The patent application describes a device with a processing system and memory that stores instructions for performing operations related to machine learning models.

  • The device selects a first building block pattern function (bbDNA) from a catalog based on certain criteria.
  • The first bbDNA is associated with at least one machine learning model.
  • The device also selects a second bbDNA from the catalog, which is associated with another machine learning model.
  • The device then creates a new machine learning model by combining the first and second bbDNA.
  • The patent application also mentions other embodiments and variations of the invention.

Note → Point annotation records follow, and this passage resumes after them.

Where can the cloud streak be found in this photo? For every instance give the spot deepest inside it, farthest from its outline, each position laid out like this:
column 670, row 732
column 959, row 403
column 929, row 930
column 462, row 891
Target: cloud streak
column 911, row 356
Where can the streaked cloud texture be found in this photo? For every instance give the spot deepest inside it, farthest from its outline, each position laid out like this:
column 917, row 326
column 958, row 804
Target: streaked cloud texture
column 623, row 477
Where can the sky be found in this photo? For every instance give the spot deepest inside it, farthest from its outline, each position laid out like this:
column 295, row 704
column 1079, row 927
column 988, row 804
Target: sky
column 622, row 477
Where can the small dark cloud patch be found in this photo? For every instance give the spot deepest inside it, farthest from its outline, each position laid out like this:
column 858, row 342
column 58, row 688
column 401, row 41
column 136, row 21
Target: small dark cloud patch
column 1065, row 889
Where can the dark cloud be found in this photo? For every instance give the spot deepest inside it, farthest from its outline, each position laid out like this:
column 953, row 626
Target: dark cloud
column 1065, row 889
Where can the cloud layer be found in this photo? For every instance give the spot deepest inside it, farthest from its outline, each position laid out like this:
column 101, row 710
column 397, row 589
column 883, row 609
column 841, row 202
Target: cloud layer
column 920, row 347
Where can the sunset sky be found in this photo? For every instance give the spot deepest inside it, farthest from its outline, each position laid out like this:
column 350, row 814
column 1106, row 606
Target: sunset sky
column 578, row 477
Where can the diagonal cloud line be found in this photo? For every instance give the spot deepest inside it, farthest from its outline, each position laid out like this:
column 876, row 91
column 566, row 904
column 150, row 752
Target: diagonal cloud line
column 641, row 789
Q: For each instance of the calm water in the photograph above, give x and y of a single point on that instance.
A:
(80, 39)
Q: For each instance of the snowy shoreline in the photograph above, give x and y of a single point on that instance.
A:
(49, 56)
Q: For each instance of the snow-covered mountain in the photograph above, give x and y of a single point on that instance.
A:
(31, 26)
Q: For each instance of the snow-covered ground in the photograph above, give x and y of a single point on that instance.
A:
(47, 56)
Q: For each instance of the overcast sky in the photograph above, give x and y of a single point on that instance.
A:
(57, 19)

Original Abstract Submitted

Aspects of the subject disclosure may include, for example, a device having a processing system including a processor; and a memory that stores executable instructions that, when executed by the processing system, facilitate performance of operations, including: selecting a first building block pattern function (bbDNA) having a first weight from a catalog, wherein the first bbDNA is based on a first mature pattern reaching a first bbDNA frequency threshold, wherein the first bbDNA is associated with at least one machine learning (ML) model of a plurality of ML models; selecting a second bbDNA having a second weight from the catalog, wherein the second bbDNA is associated with at least one ML model in the plurality of ML models; and creating a new ML model based on a combination of the first bbDNA and the second bbDNA. Other embodiments are disclosed.